Wednesday, August 10, 2005

Three letters - P. M. S.

To my dear husband - I knew it. I KNEW IT!

For all you men out there who are in a serious relationship with a woman, there is something you need to understand. Inside all of us lives a little monster that, about every 28 days, grows into a raging demon for which we have no control. Hey, them's the breaks. We don't like it any more than you. It's horrible feeling like a live volcano and standing by helplessly watching our mouths spew forth obscenities and accusations. And here's the kicker, we don't know what's going to set it off. It could be something major, or something so mind-numbingly stupid it's ridiculous.

I know my husband loves me, but last night I could have kicked him. Hard. Why? Because he was irritating me. I know he loves me. I know he cares for me, and that's why he asks questions, but last night I had a very hard time keeping my mouth shut and my fist away from his face.

I turned the TV off and he asks, "Oh, are you going to bed?"
No, I think, I'm going to turn the TV off and sit in the dark for a while, that okay with you?

Then I walk towards the kitchen and he says, "I already fed the cat." Outside, I say, "I know." Inside I'm saying good for you, asshole, because I'm checking to make sure the back door is locked. That okay with you?

Then I go into the spare for something and my husband so kindly points out that I'm looking in the pile of dirty clothes and not the clean. Outside I say, "I know." Inside I'm saying, well, my fucking lip balm wouldn't be in the clean clothes, now would it? Leave me the fuck alone and stop assuming you know what I'm doing every fucking minute of the fucking day. I DON'T HAVE TO EXPLAIN MY ACTIONS TO YOU!!

It took all I had to keep my mouth shut. It wasn't me feeling hostile, it was the monster inside. It wants to come out and bite heads off. It wants to point out each and every stupid thing other people do. It wants to rip the dick off any male that has the audacity to talk to me. It wants a Dove chocolate bar and a pint of mint ice cream.

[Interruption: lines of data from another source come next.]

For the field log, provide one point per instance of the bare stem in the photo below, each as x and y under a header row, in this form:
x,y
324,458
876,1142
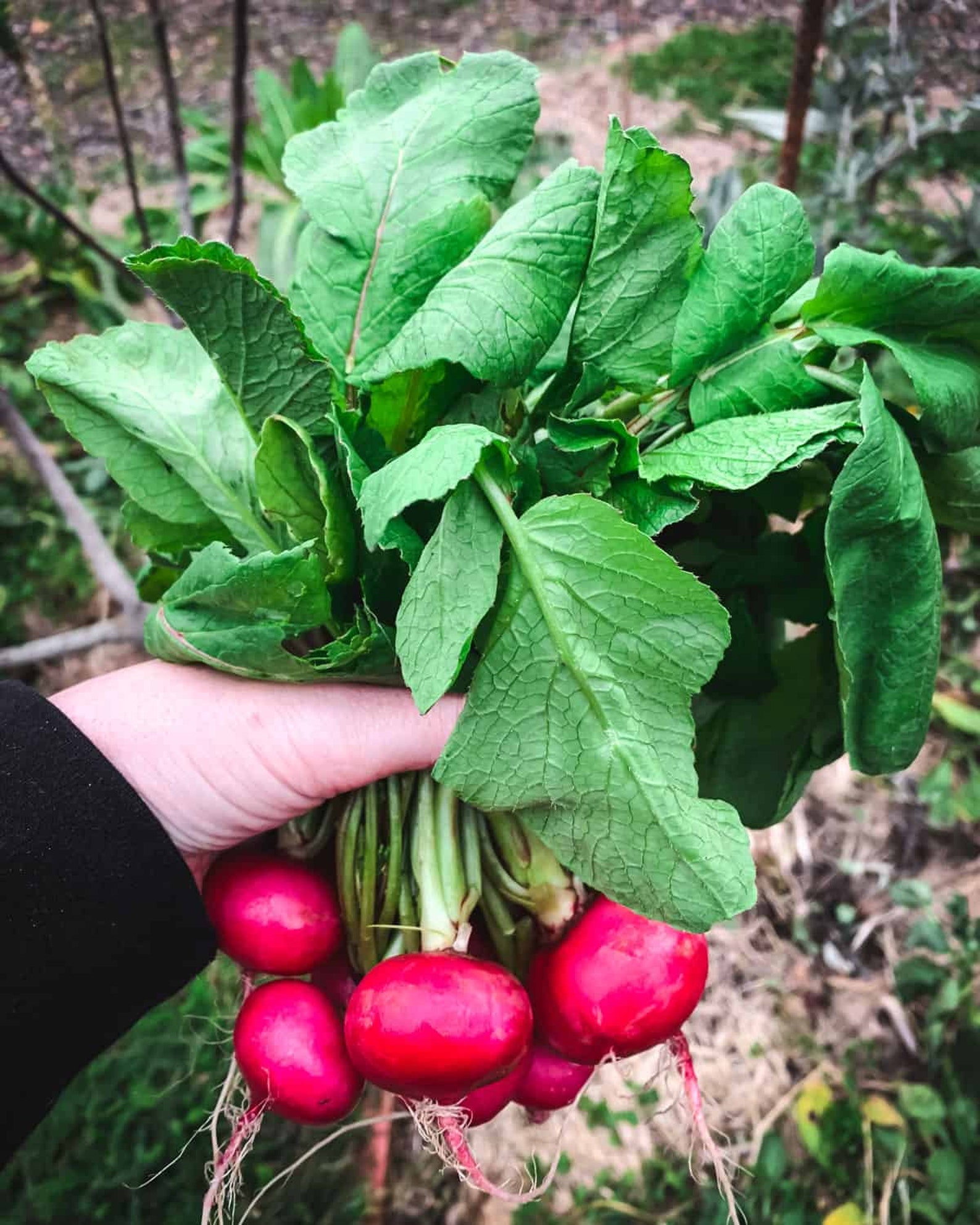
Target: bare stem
x,y
112,85
104,564
241,22
125,628
159,22
809,33
63,218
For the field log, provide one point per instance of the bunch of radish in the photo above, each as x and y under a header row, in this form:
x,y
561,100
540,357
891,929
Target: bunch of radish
x,y
444,956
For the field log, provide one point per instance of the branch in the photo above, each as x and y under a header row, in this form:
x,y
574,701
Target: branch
x,y
159,22
241,22
125,628
104,564
120,119
63,218
809,33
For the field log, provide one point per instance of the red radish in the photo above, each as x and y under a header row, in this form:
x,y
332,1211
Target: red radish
x,y
550,1082
617,984
484,1104
336,979
436,1024
289,1045
272,914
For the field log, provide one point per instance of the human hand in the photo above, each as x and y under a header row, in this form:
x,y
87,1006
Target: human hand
x,y
220,760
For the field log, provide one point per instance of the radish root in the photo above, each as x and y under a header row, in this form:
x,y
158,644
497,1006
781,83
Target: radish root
x,y
685,1065
226,1173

Men, we try to fight this demon, but sometimes it wins. Sometimes it completely takes over and you're just going to have to deal with that. It's not personal... unless you make it personal. There is something you need to remember and this may save you some heartache. You can not win a fight against the demon. Oh, you may think you've won, but trust, that demon is filing away everything you've said and done and will use it at a later date. It's malicious, unfair, and cruel. It doesn't play by the rules and it has no idea was rational means. And it will not die until the host goes through menopause. Hopefully, after about 7 days, your girl will return and appologize for anything the demon has done.

I hope this helps.

3 Comments:

Blogger xodiaq said...

I apologize for anything I may have done, said or thought earlier, before that, now, or in the recent to far future.

Just to be safe.

4:34 PM  
Blogger Matto the Hun said...

I don't know if it helps... but I'm definatelay afraid.... even though you are hundreds of miles away...

8:18 PM  
Blogger Barbarian02003 said...

I'm much better now...I got my demon some ice cream and a Big Kat.